This is little bit above ny head but will try: Have you encountered: "error message *** caught segfault *** address (nil), cause 'memory not mapped' " before? This happens what I assume to be a memory related issue. Am running rxsolve() as part of a shiny app on shinyapps.io with 8GB RAM as:

diffeqs<-rxode2(model="cp<-cent/((1.75*pow(weight/2.9,1))exp(vc))FREE;d/dt(cent)<--((0.345pow(weight/2.9,0.75)(1/(1+pow(AGE/34.8,-4.53)))*pow(1/creatinine,0.267))exp(cl))/((1.75pow(weight/2.9,1))*exp(vc))*cent;cent(0)=0;")
plist is a data.frame of 2000 rows with all parameters needed in the model
forceData is a relevant even table with weight and creatinine as a time dependent variable added
modelout <-rxSolve(diffeqs,plist,forceData,maxsteps = 5000000L,method = c("lsoda"))

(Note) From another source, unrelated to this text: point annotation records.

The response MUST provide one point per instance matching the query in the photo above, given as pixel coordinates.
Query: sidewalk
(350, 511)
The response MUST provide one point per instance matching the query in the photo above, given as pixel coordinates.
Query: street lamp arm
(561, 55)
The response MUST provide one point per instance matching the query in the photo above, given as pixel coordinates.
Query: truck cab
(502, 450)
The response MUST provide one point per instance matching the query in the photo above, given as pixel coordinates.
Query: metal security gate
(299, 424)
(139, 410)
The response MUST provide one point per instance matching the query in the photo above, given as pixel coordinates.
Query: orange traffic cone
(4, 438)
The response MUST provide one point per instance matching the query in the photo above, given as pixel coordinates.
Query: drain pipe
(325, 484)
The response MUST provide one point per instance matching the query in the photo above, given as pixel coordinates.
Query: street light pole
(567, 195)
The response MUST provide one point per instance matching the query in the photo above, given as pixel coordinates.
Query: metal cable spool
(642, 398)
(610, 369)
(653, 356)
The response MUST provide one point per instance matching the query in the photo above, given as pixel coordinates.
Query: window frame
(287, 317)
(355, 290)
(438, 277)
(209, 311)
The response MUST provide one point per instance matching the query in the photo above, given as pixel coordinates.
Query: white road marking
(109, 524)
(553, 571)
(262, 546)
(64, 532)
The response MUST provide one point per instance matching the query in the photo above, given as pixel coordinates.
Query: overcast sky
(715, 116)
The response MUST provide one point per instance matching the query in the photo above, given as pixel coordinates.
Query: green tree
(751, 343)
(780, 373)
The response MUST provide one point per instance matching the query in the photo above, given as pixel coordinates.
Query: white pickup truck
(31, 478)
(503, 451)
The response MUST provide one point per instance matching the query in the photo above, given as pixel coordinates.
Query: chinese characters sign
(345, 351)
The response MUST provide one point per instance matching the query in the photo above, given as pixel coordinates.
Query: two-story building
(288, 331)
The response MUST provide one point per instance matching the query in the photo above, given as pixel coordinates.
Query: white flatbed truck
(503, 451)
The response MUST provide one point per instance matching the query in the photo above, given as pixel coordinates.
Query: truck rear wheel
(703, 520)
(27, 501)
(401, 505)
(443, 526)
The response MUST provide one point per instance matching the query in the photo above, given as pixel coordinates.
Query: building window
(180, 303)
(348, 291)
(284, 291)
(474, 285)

can provide more info on sim routine if needed...when running it the system does not crash to about the 3rd repeated run? Reading some of the blogs by Matt it seems when supplying all parameters to rxSolve then some sort of memory allocation happens? So I wonder that if it is possible somehow to "reset" after each sim run the system to baseline, ie prior to memory allocation, assuming my thinking is correct? I have attached the log file if you find it helpful at the time of crash....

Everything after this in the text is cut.